25La conséquence qu’Adorno en tire ici n’est pas immédiatement évidente : parce qu’il est incertain de son essence, l’art moderne serait écartelé entre deux appréhensions de lui-même ; d’une part il “ sait ” qu’il est fabrication, production, artefact, mais d’autre part il est tenté de s’accorder à lui-même une sorte de naturalité, de justification indépendante de toute artificialité, de génialité irréductible à tout calcul comme à tout travail. Il tend d’autant plus à cette seconde prétention que le Nouveau qu’il vise est pour lui, comme on l’a vu, l’inconnu, l’autre mystérieux.

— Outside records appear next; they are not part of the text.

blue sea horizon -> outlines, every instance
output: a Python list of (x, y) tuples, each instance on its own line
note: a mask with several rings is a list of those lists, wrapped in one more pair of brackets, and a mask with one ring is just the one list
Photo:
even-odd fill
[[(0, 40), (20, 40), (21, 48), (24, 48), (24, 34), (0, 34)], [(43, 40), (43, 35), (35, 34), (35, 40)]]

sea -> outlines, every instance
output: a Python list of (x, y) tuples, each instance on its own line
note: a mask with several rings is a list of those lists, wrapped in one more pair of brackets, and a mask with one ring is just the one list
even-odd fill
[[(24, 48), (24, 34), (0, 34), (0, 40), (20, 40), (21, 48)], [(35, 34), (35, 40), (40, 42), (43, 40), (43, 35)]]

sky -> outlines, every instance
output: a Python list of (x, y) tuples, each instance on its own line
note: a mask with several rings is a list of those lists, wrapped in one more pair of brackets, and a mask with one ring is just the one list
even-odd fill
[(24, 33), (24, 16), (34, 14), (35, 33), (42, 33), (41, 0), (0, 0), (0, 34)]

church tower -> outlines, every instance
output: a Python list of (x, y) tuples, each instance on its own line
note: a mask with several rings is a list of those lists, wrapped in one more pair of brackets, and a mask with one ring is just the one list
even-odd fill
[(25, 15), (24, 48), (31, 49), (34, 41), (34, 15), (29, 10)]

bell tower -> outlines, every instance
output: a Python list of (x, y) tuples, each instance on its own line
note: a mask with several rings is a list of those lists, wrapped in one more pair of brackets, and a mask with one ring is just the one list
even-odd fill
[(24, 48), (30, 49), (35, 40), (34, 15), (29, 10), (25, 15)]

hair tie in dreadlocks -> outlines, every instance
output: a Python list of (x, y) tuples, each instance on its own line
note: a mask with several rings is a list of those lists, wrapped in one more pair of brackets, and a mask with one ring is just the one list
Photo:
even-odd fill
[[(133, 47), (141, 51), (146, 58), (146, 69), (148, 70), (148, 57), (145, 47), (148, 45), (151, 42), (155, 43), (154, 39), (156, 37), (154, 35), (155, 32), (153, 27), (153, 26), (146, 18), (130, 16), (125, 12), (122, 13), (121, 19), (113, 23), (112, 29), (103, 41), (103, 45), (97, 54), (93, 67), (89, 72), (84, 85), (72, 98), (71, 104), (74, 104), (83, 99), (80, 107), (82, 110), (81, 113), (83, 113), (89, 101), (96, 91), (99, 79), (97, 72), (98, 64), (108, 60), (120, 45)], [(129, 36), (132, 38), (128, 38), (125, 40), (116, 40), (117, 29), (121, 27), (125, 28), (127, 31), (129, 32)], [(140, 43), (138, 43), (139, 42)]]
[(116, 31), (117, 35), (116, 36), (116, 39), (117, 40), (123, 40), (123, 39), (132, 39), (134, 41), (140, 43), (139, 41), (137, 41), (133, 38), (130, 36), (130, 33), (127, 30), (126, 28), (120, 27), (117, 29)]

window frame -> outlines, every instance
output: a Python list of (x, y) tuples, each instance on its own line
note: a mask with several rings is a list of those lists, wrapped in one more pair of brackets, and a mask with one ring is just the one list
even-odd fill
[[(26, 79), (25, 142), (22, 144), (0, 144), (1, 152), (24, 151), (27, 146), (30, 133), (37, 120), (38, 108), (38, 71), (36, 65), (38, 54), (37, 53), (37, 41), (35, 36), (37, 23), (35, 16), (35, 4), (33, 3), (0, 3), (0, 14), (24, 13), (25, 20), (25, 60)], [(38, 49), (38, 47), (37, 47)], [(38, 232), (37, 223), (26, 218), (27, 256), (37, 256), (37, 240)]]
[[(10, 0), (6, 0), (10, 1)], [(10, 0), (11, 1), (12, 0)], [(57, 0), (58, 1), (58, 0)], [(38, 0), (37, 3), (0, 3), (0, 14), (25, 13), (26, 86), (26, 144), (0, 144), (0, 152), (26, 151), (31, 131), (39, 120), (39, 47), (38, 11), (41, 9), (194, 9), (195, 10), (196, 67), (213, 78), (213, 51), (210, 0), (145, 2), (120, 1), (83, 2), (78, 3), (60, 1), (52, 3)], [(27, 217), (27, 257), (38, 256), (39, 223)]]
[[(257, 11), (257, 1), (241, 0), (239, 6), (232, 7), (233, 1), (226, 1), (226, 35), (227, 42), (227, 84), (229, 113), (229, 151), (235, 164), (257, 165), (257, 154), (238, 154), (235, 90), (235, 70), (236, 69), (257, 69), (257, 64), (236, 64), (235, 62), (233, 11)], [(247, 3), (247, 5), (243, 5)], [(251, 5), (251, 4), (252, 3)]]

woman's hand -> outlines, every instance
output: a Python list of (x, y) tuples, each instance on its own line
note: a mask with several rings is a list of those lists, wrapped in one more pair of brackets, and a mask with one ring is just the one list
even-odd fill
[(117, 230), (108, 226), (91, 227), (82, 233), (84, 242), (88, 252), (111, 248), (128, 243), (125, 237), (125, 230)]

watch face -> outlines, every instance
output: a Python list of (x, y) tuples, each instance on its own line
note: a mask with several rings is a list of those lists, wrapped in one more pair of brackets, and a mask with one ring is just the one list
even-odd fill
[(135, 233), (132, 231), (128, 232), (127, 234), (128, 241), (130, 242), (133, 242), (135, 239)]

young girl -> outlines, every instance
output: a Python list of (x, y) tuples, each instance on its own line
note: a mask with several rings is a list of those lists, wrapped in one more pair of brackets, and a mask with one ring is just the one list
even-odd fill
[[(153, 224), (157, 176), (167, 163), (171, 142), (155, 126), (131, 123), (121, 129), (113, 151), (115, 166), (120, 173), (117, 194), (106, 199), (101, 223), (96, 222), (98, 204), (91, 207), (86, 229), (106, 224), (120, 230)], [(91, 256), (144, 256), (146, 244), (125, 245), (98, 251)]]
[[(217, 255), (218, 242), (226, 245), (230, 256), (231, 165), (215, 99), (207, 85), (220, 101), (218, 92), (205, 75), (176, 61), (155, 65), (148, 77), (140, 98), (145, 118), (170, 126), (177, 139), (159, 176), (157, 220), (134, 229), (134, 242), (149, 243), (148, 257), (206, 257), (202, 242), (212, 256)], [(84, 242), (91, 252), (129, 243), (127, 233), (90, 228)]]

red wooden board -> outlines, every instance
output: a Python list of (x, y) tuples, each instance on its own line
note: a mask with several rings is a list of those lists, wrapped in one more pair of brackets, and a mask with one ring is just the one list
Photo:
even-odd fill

À ce titre, il est mythe, au moins au sens de production engagée dans la dénégation de son propre caractère de production, au moins selon une acception proche de celle que lui accordait Roland Barthes, de système de langage ou d’image qui naturalise le langage, la représentation, le concept et l’image 12. De ce point de vue, l’objet produit est présenté comme une chose en soi, indépendante de la volonté et existant selon une identité propre qui ne doit rien au support de matière ni à la texture signifiante qui la désigne, à partir desquels pourtant elle a été construite. L’art moderne est un mythe en tant que, désir du Nouveau (du “ non identique ”), il fait être des objets dont la signification est censée excéder ses propres volontés, puisqu’ils lui sont essentiellement inconnus, qu’il dote donc immédiatement du pouvoir d’exister selon un mode de présence qui le transcende lui-même et auquel, emporté par le processus de la fétichisation, il accorde le statut de la transcendance en général (de l’“ identité ” absolue). On pourrait dire aussi : il est mythe en tant que, construction symbolique, il désigne ce qu’il construit comme un réel intrinsèquement délié de toute symbolisation.
Le retournement du mythe


26Il ne s’en tient cependant pas là. La suggestion d’une capacité immanente de critique reconnaît à l’art moderne la possibilité de se lever contre la tendance mythologisante qui pourtant le constitue. Ou plus exactement, elle indique la possibilité que le mythe se retourne contre lui-même. De même en effet que la critique n’est pas l’application sur l’œuvre de critères et de normes élaborés ailleurs, à l’extérieur, de même le refus, que nous retrouvons à ce point, est présenté par Adorno comme un renversement interne au mythe. L’art moderne ne cesse pas d’être mythe, ne devient pas brusquement autre chose ; il opère, dans le mythe en quoi il paraît consister, comme s’il s’agissait là de sa définition ou de son horizon les plus indépassables, une révolution salvatrice.
27Cette indication jette une lumière nouvelle sur la notion de dislocation, dont nous étions partis. Sa signification dans le passage que nous lisons doit être complétée : il apparaît en effet maintenant que l’affirmation selon laquelle “ les signes de la dislocation sont le sceau d’authenticité de l’art moderne, ce par quoi il nie désespérément la clôture du toujours-semblable ” ne porte pas seulement sur la charge polémique externe de l’art, en tant qu’il s’oppose à l’ordre régnant, à sa sclérose, à son officialité stérile, mais aussi, et peut-être surtout, sur un travail interne de retournement. Autrement dit, ça n’est pas seulement le monde pétrifié que l’art disloque, c’est d’abord lui-même, sa texture et ce qu’elle signifie, la part obscur du Nouveau qu’il désire et la rhétorique de l’énigme à laquelle il avait fini par croire.
28C’est pourquoi le retournement du mythe n’est pas un événement qui arriverait un jour, mettant fin à un état de l’art et inaugurant un état tout autre. La déposition du toujours-semblable est un acte constant, inhérent à la production de chaque œuvre. À chaque moment, le travail artistique va plutôt dans le sens d’une confirmation du caractère mythique de l’art ou plutôt dans le sens de l’explosion de ce caractère. L’alternative qu’évoque Adorno concerne ainsi à la fois le concept d’art et la pratique artistique la plus concrète. Elle permet aussi d’informer le regard qui se porte sur l’œuvre : finalement, vers quelle signification penche-t-elle ? Apporte-t-elle une pierre supplémentaire à la construction d’un mythe moderne déjà imposant ? Participe-t-elle plutôt d’une “ vérité ” ou probité en vertu de laquelle l’œuvre témoigne d’une interruption en elle de cette construction ?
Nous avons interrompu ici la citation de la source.